Necessary efforts were made to assess the patient’s symptoms postoperatively and narrow her differential diagnosis: Noncontrast head CT and urine toxicology screen were negative for pertinent findings, and screenings for electrolytes, ammonia, magnesium, and TSH all returned normal within normal limits. In addition, serotonin syndrome was unlikely because her exam was negative and she was not on multiple serotonergic medications, except sertraline that was reduced in dose just to be extra safe. Fat embolism was considered due to the patient’s clinical context of having long bone fractures and her reaction not being resolved with general anesthesia. However, this differential was less likely because the patient lacked other clinical symptoms of fat embolism, such as hypoxemia, petechial rash, jaundice, retinal changes, or vital instability. Intraoperatively, the patient had no desaturations or hypotensive episodes, ruling out cerebral hypoxia, and maintained normal intraoperative glucose levels. Delirium is also sometimes attributed to pain. However, our patient did not have visible signs of significant pain (such as grimacing, yelling, or reaching for her leg) and had access to intravenous hydromorphone PRN (Dilaudid IV push) postoperatively, making pain a less likely etiology of her symptoms. Finally, although uncommon in adults, emergence delirium could have been a potential differential that was thought less likely because the patient’s postoperative symptoms were very similar to those exhibited preoperatively following administration of midazolam. In addition, emergence delirium is typically short-lived, while this patient’s agitation lasted for days. With this exclusion of multiple differentials, it seemed likely that her symptoms were tied with midazolam.

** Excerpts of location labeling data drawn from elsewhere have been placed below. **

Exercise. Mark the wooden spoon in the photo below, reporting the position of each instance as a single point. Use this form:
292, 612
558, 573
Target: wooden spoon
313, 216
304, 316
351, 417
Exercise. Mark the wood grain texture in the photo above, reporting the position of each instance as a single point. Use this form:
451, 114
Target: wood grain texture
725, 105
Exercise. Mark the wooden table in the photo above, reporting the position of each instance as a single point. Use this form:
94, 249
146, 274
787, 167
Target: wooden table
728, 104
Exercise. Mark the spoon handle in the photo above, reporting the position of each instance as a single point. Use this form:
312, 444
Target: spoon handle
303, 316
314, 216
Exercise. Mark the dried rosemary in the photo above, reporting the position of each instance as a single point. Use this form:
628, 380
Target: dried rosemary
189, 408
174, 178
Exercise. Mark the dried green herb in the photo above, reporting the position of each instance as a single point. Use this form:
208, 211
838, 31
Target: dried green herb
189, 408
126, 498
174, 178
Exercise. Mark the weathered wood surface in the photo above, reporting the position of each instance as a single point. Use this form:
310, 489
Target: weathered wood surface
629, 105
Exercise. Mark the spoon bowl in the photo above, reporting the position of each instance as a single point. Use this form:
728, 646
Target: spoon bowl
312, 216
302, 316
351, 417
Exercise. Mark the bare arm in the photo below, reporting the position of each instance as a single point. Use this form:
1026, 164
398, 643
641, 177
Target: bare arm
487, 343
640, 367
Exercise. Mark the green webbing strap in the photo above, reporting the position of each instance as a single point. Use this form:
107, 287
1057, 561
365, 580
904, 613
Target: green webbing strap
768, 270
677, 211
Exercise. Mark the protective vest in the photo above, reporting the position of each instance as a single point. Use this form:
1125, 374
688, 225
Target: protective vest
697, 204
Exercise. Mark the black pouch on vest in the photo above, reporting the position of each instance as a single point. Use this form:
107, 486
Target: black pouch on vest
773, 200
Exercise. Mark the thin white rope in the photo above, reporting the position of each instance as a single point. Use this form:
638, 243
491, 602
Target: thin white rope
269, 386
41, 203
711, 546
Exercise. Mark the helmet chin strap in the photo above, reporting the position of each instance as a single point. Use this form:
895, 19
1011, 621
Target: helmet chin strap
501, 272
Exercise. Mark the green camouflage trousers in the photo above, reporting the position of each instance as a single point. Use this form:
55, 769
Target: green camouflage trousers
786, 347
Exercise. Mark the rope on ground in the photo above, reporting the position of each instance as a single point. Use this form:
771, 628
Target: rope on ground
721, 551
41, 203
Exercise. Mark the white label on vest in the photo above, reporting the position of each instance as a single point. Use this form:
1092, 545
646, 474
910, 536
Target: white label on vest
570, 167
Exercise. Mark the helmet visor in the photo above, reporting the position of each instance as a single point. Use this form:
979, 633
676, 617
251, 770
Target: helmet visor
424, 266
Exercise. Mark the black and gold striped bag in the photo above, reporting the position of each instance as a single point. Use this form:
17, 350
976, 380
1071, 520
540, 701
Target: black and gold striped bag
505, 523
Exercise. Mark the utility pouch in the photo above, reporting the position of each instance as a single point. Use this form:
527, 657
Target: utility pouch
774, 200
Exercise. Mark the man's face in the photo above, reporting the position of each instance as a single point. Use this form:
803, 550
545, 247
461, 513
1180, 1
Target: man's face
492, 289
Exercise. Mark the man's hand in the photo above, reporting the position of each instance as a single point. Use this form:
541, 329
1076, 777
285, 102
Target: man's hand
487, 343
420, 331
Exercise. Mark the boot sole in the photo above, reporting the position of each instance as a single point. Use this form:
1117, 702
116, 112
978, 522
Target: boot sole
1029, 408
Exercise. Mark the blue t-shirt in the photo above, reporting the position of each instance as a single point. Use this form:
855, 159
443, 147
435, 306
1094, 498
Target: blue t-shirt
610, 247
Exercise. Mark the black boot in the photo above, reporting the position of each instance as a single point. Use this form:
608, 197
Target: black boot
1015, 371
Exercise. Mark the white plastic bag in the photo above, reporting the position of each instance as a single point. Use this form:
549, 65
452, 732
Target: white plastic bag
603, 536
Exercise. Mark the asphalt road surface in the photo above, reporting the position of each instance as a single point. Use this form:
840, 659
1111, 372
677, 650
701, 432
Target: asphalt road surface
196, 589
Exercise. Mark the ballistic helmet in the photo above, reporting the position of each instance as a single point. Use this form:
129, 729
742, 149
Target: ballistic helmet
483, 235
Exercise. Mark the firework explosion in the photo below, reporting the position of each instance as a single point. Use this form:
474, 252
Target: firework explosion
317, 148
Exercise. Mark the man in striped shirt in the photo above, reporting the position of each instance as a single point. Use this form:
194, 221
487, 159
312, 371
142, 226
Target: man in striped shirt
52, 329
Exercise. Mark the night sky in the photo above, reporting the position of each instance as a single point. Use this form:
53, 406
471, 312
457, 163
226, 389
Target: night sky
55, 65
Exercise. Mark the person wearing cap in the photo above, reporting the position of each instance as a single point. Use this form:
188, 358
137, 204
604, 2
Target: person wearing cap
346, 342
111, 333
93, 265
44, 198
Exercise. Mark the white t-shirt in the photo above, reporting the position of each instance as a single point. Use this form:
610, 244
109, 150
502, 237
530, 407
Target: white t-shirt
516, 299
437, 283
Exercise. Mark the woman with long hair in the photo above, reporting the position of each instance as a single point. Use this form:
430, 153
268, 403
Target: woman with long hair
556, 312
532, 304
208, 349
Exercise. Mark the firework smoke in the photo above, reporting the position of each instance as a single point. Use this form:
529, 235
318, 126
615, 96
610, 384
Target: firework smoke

Despite this potential etiology, flumazenil was not used to reverse these symptoms postoperatively in consultation with neurology, despite being available for use, due to risk of drug interactions (the patient was regularly taking many medications), hope that dexmedetomidine or general anesthesia could ameliorate the reaction, and risk of causing other adverse side effects [22]. Because delirium is considered a generally reversible condition, it was deemed that this patient, with airway protection and in otherwise stable condition, should be monitored until symptoms resolved. Her symptoms proved to be self-limiting and resolved within 5 days.

In summary, we present a patient whose paradoxical reaction to midazolam was not reversed with flumazenil in the setting of urgent surgical management. Her symptoms persisted postoperatively but eventually were self-limiting. Although the etiology of these paradoxical reactions to benzodiazepines is still unclear, our case illustrates that general anesthesia with dexmedetomidine was insufficient to reverse this reaction, and a reversal agent could be considered to prevent prolonged postoperative hospital stays.

No written consent was obtained from the patient as there are no patient identifiable data included in this case report.

Conflicts of Interest

The authors declare that they have no conflicts of interest.